The nature of Flush and Elizabeth Barrett’s relationship is complex. Woolf shows that their bond can be frayed. Nonetheless, through all the trouble and turmoil they encounter, their friendship persists. When Flush is kidnapped and placed in torturous conditions, reality itself seems to fade to him: “The whole of that life and its emotions floated away, dissolved, became unreal” (Woolf 55). Once Flush reaches the depths of his anguish, we are told that “If he still held to hope, it was to something nameless and formless; the featureless face of someone he still called ‘Miss Barrett.’ She still existed; all the rest of the world was gone; but she still existed…his last hope—Miss Barrett” (Woolf 62). The memory of his friend sustains Flush through his suffering even in the absence of actual, physical closeness. As such, yet another meaning of “alone together” emerges: even though each individual is physically alone, in friendship they remain ever together. Such a reading may explain why Emerson affirms: “Let the soul be assured that somewhere in the universe it should rejoin its friend, and it would be content and cheerful alone for a thousand years.”
Considering the fragility of relationships and the potential for disconnection inherent in the very words that describe the central friendship of the story, perhaps we need to understand “alone together” in the same way we understand “alone” and “together”: as temporary, changeable states, which are nonetheless real and mark our existence. Nevertheless, Woolf’s oxymoron does, of course, mean more. “Alone together” is different from both “alone” and “together.” “Alone” implies isolation and, to Elizabeth Barrett, sadness, but “alone with” does not—it indicates connection and joy. Moreover, Miss Barrett may spend her afternoons “together” with her visitors or her family, but those interactions are devoid of the truth and authenticity that exist when she is alone and, thus, of the kind of intimacy and communion she finds when she is at last “alone together” with those to whom she is closest. Moreover, the unity denoted by being “alone together” seems to persist in our memory with a unique force. Woolf’s complex pairing of words indicates a connection that can remain long after all that is temporary has faded: when physical proximity is absent and when the boundaries between species, the confines of individuality, and reality itself have been forgotten, the friendship of those who are “alone together” endures.
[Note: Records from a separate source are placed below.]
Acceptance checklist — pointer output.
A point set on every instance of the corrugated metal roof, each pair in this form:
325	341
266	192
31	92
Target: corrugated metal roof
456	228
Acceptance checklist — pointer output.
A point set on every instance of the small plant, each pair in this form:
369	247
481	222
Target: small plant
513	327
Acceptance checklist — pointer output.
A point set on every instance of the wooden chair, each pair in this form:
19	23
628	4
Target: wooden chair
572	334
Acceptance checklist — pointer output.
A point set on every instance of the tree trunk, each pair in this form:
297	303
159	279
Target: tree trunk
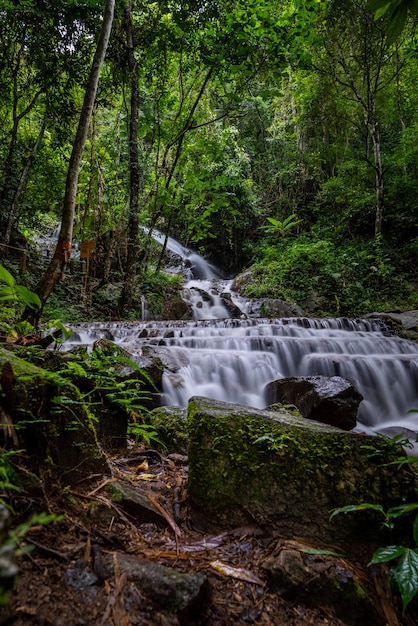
374	131
63	249
22	182
127	295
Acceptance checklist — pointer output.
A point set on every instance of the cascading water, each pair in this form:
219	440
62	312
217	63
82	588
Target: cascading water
233	359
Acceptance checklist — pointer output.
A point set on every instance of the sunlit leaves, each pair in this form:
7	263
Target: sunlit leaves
398	14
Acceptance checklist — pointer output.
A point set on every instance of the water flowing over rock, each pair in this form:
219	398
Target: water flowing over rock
289	473
233	360
331	400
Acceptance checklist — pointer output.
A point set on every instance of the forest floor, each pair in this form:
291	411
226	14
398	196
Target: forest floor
75	573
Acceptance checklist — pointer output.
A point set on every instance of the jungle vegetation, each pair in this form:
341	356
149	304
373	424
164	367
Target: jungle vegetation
281	136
Emerson, Ralph Waldo. “Friendship.” Essays, First Series, 1841, https://archive.vcu.edu/english/engweb/transcendentalism/authors/emerson/essays/friendship.html.
Herman, David. “Modernist Life Writing and Nonhuman Lives: Ecologies of Experience in Virginia Woolf’s Flush.” MFS: Modern Fiction Studies, vol. 59, no. 3, 2013, pp. 547-568. EBSCOhost, doi:10.1353/mfs.2013.0034.
Macadré, Pauline. “‘Solving the Problem of Reality’ in Virginia Woolf’s Flush/Virginia Woolf et Le Chien Flush: «Résoudre Le Problème de La Réalité».” Cahiers Victoriens et Edouardiens: Revue Du Centre d’Etudes et de Recherches Victoriennes et Edouardiennes.Woolf, Virginia. Flush: A Biography. Vintage Classics, 2018
Woolf, Virginia. Flush: A Biography. Vintage Classics, 2018.